Friday, February 12, 2010

Legacies


Alexander McQueen hung himself yesterday possibly because he couldn't cope with his Mom dying (please my darlings, don't) and this morning Gok Wan, he of How to look good naked, entertained me on Desert Island Discs as I tucked into a crumpet (pikelet to my family, sorry my darlings, I am giving in to public pressure) with Marmite and a toasted hot cross bun spread with Mick's Marvellous Marmalade (and marvellous it really is Mick). I was in bed, it was 9.00am and this was the height of indulgence and luxury for me especially as I managed to keep aforementioned pikelet and bun well and truly down. Gok made me cry when he said he couldn't bear the thought of being away from his Mom (sorry my darlings, so sorry) and the rest of his family on his desert island even with his lip balm. He also repeated his dictum of dumping self-doubt and being the beautiful person you are.

Now I can think of a few this wouldn't work for but with Gok and Alexander (real name Lee apparently) in mind I revisited my story of yesterday. It was all true, I did sick all over Stewart that first time and I did fall off my seat in his old jalopy and after that there were peas in his lap when I couldn't cut my steak and there was me quaffing the cork dregs in a restaurant in Florence, no less, because I thought they were in my tasting glass, too uncool to know that girls never have a tasting glass, well not in the 1960s they didn't. But hey thank you Gok, let's look again. I came from one of the bought houses round by us, I went to the grammar school, that day I shimmied down the steps with my 37-24-36 stats (about the size of one of my legs now), I had long straight very Cathy McGowan, Jean Shrimpton type 1960s hair that later one of his friends described as falling over my shoulders like bra straps (oh the poetry of young men!). I was 15 going on 25 and yes Gok I was a catch and guess what Alexander (nee Lee) I was dressed in a Chanel Suit.

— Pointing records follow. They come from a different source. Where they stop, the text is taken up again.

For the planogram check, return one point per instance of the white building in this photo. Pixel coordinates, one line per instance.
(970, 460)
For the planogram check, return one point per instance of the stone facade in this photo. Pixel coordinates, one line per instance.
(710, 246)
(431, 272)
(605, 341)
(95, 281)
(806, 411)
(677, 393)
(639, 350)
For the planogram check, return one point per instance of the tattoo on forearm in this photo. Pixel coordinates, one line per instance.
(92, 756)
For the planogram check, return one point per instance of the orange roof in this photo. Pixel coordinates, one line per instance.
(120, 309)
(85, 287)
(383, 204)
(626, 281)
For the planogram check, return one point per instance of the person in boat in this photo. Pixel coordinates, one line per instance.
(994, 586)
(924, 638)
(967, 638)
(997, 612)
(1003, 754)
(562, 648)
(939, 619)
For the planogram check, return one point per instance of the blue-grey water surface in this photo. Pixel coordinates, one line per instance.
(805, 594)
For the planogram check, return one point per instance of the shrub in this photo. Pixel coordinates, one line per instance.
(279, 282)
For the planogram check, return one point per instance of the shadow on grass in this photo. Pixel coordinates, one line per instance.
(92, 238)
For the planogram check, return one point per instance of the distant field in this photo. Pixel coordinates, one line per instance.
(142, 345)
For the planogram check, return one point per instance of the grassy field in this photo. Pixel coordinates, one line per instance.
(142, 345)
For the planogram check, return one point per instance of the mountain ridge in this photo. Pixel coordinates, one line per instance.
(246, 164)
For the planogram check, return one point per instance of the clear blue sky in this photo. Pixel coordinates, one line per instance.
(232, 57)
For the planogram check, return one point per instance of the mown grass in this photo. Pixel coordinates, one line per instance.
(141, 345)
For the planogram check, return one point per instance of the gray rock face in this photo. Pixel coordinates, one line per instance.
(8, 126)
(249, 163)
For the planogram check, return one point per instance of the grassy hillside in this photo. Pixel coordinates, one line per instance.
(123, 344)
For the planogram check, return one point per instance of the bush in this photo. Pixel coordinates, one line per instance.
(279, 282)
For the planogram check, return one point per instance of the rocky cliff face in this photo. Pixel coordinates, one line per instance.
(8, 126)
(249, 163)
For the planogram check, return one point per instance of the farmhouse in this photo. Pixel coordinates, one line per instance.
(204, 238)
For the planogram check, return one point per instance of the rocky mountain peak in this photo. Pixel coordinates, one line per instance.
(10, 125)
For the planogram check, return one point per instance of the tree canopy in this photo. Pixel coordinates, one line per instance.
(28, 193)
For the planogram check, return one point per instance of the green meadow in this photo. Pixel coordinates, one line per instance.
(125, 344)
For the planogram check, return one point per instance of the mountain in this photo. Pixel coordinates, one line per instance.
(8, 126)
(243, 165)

The story of that suit is a strange one. We were not rich, in fact at the time the suit was bought I was in a one-parent family, my Dad having run off with "the trollop", my Mom was a dinner lady at Stewart's big comp and I was soon to be in receipt of a charity grant to keep me in school after school leaving age. But my Uncle George was an insurance man and he had sold my parents endowment policies for me and my brother when we were born. Neil's had come good a couple of years earlier and he bought his first, but by no means last, reel to reel Grundig tape recorder. I don't remember being asked what I wanted when mine fell due, maybe I said something nice to wear, I was 14 at the time. I think my Mom was making one last attempt to turn me into the girl she wanted, ie ladylike, nice blond curly hair, good at sewing and a help around the house, not the girl I was, ie none of those things.

I don't think my Mom knew the full significance of the Chanel label, we were more C & A in those days; but she knew that shop up New St in town was posh and if that couldn't make a lady of me nothing could. I didn't appreciate the wonder of it either but looking back it was one of those Chanel suits, you know classic round neck, collarless, boxy jacket with two rows of silk covered pockets each side, nice shaped tapering skirt and it was in the palest bobbly most girly pink you could imagine.

I did love it but I know that by the time I went out for that lunch with Stewart the pink was blotched with 14 year old's carelessness and later when I became a Mod and then a sort of studenty scruffy type it got dyed brown in an old zinc bucket and had its skirt turned up to just below knicker level like all my other skirts. I don't know when Mom gave it to the rag and bone man but it wouldn't have raised an eyebrow when she did.

Now Jess rails at me as she is heavily into vintage and knows what a 1960s Chanel suit would fetch. Just as she rails at me for letting my Mom throw away the Woolworth's cups and saucers that keep on popping up in Homes and Antiques showing iconic 60s furniture and I rail at my brother for throwing away a piece of that iconic furniture that my arty farty Dad bought for a king's ransom much to my Mom's ire as it was unsitonable and we hadn't paid the electricity bill.

So my only chance of leaving a legacy lost over 40 years ago, along with my only chance of being "a lady". Thank God for that I say and, sorry my darlings, you will just have to put up with a few wobbly pots and the ready wit and repartee.

1 comment:

  1. My mate natalie is mates with Gok and he is a brummiefile. I am gonna get him to follow your blog, although I am still mad about the chanel suit though but like Gok I am purely high street and the vintage c&a stuff I got from Mrs Payne!